Stanislas Nordey - Julie Brochen
Stanislas Nordey - Julie Brochen © Maxppp

Rentrée mouvementée au Théâtre National de Strasbourg. Julie Brochen, l’ancienne directrice vient d’engager un bras de fer avec le Ministère de la Culture. Elle refuse de céder son fauteuil au metteur en scène Stanislas Nordey qui devait prendre ses fonctions cette semaine. Ce soir son avocat assure que Julie Brochen ne souhaite pas "s'accrocher à son fauteuil" et souhaite que tout soit réglé d'ici le 15 septembre.

Voici un dossier délicat pour la nouvelle ministre de la Culture, Fleur Pellerin qui hérite d'une situation mal gérée par Aurélie Filippetti . Un accord moral aurait été passé entre Julie Brochen et Aurélie Filippetti en 2013. L’ancienne ministre souhaitait un nouveau virage et un nouveau rayonnement pour le TNS mais elle avait accepté de prolonger d’un an le contrat de Julie Brochen qui devait ensuite démissionner. Mais Julie Brochen affirme qu'elle n'a jamais rien dit, ni écrit en ce sens. Elle s'en tient donc aux textes qui stipulent que le contrat d’un directeur de théâtre national ne peut être inférieur à trois ans. Elle s'estime donc directrice jusqu'en juillet 2016.

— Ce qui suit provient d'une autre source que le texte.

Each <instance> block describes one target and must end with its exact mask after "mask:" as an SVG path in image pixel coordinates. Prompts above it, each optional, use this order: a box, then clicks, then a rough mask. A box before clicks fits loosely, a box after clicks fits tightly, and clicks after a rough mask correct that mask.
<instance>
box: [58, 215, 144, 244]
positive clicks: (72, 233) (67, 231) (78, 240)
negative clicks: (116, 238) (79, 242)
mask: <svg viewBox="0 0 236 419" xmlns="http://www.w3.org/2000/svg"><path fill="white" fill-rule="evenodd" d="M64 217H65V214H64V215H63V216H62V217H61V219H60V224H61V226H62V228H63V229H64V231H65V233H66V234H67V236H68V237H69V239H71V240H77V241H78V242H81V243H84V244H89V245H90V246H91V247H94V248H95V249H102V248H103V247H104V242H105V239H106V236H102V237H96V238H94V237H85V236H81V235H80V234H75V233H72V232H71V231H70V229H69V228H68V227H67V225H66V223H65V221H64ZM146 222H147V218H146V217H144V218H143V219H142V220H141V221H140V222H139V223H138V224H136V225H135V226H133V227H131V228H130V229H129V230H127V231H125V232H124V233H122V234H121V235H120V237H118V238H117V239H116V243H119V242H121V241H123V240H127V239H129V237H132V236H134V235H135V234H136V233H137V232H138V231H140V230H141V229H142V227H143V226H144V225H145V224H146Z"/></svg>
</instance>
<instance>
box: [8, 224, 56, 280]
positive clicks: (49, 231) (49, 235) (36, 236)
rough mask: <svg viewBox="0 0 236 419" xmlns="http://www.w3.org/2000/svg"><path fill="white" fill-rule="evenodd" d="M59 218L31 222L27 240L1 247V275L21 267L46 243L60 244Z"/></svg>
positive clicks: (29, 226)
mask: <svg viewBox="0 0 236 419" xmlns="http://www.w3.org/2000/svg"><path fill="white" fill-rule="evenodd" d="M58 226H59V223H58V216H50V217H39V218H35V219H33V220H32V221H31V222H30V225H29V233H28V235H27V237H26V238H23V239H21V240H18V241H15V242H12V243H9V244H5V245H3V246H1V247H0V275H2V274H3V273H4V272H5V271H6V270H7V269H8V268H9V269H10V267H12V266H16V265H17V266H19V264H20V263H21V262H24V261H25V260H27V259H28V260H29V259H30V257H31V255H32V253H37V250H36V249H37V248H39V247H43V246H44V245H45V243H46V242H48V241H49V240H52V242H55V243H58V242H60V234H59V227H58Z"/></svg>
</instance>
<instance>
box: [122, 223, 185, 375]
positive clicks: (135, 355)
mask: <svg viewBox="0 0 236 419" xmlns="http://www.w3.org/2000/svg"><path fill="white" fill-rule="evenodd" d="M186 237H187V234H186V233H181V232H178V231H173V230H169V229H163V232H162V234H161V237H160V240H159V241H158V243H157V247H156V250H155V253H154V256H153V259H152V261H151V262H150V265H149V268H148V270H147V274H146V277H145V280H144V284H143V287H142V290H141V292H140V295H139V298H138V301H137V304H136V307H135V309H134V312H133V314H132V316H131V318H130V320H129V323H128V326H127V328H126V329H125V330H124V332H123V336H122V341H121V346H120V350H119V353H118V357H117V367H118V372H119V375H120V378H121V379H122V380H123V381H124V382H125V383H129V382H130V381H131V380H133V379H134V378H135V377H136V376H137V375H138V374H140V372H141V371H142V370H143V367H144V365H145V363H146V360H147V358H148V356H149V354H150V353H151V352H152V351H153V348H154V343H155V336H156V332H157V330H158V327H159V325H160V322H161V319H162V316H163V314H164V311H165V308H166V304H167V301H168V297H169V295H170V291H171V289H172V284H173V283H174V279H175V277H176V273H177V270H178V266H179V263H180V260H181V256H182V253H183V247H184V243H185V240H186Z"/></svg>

Situation kafkaïenne en coulisses

Au début de l’été, Aurélie Filippetti a annoncé la nomination de Stanislas Nordey à la tête du TNS. Il possède un bureau au théâtre, il s’apprête à présenter au public en fin de semaine la saison 2014/2015… qui a été préparée par Julie Brochen. La situation est kafkaïenne car le décret de sa nomination ne peut pas être signé. Pour dénouer la situation, voici plusieurs options : convaincre Julie Brochen de démissionner, engager contre elle une procédure de révocation, ou finalement la maintenir dans ses fonctions et trouver une autre direction à Stanislas Nordey. Mais selon nos informations, Julie Brochen et son avocat vont être reçus cette semaine au Ministère et c'est une procédure de révocation qui va être engagée.

Ce soir, l'avocat de Julie Brochen nous a annoncé que la lettre de démission est prête. Elle souhaite que tout soit réglé d'ici le 15 pour permettre à Stanislas Nordey de débuter son mandat. Il reste à régler le montant de la subvention pour permettre à sa compagnie de continuer à exister. Cela fait désordre dans la famille du théâtre et dans la famille socialiste...car ironie de cette histoire, l'oncle de Julie Brochen est un avocat, un certain Jean-Louis Brochen qui n'est autre que le mari de ... Martine Aubry.